1. Corporate Records
2. Share Records
3. Administration Records
4. Financial and Accounting Records
5. Legal Records
6. Operational Records

Date: 1896 - 1970
Held by: Teesside Archives, not available at The National Archives
Legal status: Not Public Record(s)
Creator:

Bowesfield Steel Company Limited

Physical description: 3 boxes
Administrative / biographical background:

The Bowesfield Steel Company Limited incorporated on the 22nd June 1896 following the purchase for the sum of £19,000 of Bowesfield Ironworks, Stockton on Tees from The Bowesfield Ironworks Syndicate . The company was launched as a Private Limited Liability Company, with a working capital of £50,000 raised through the issuing £1 shares. The initial Board of Directors establishes the close links with another local iron and steel company Head Wrightsons, both figureheads of that concern, Thomas Wrightson and Charles Arthur Head, being appointed Directors of Bowesfield. Later in 1896 Arthur Baldwin, MP, and father of future Prime Minister Stanley Baldwin was appointed a Director of the company.

After taking over the ironworks, extensive expansion and renovation work was undertaken with new sheet mills, furnaces and engines being installed to provide the modern plant the shareholders demanded. A local iron and steel company Dorman Long and Company Limited purchased shares in the company in 1912. Over time they increased their presence, as individuals with ties to Dorman Long being admitted to the Board of Directors of Bowesfield, and through buying increasing number of shares Dormans eventually become the sole holder. The company was liquidated in mid-1938, with Dorman Long themselves being appointed the liquidator.

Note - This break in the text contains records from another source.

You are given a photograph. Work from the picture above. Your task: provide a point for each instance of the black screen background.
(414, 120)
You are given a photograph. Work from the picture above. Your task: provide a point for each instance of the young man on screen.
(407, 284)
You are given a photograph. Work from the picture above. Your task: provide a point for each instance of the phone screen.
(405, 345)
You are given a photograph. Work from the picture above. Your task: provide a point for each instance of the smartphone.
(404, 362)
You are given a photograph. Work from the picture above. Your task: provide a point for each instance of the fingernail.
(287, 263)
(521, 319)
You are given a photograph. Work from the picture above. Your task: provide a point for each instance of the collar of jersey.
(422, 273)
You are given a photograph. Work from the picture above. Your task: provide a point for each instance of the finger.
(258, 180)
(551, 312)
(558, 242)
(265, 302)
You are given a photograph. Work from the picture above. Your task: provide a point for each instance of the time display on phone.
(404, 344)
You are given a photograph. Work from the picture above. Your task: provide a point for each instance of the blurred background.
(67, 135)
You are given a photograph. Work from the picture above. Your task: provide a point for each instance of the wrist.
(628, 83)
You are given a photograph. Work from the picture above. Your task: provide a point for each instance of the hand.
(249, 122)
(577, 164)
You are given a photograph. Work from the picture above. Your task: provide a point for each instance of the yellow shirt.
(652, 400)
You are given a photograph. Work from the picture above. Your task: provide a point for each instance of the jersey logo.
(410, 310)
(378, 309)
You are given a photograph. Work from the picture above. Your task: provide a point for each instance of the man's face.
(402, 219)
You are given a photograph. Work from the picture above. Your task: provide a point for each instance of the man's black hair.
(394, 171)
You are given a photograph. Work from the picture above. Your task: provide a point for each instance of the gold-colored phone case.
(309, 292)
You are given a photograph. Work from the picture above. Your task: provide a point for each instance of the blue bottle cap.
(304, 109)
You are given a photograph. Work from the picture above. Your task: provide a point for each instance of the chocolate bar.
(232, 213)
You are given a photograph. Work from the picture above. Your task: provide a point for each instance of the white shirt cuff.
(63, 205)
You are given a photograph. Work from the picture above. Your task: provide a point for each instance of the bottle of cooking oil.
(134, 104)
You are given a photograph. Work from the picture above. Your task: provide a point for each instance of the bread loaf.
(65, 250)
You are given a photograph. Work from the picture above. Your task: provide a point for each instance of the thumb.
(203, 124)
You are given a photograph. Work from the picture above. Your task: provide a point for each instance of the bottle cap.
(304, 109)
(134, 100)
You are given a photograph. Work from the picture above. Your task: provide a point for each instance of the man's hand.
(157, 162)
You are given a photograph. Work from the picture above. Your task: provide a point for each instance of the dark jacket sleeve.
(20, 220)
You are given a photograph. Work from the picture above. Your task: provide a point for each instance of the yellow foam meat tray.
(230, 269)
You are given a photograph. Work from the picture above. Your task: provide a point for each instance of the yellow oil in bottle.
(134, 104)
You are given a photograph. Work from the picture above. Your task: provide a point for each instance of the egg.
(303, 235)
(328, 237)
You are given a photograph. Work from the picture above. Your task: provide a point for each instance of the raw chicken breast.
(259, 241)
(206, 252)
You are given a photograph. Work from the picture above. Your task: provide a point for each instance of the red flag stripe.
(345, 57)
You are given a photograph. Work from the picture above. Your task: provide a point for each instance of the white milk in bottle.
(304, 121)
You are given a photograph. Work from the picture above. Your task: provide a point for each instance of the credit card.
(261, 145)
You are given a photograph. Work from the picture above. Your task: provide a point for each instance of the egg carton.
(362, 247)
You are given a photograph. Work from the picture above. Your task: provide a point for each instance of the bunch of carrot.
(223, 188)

After a period of just over a year Bowesfield Steel Company Limited was re-launched as a Private Limited Company being incorporated on the 27th October 1939 with just 100 shares being issued; 2 individual shareholders holding 1 share apiece with Dorman Long Co. Ltd holding the remaining 98. The company continued operating as a subsidiary of Dorman Long until it was part of the country wide dissolution of steel companies under the government order of 1970 (first phase) which eventually led to all steel producing companies being Nationalised.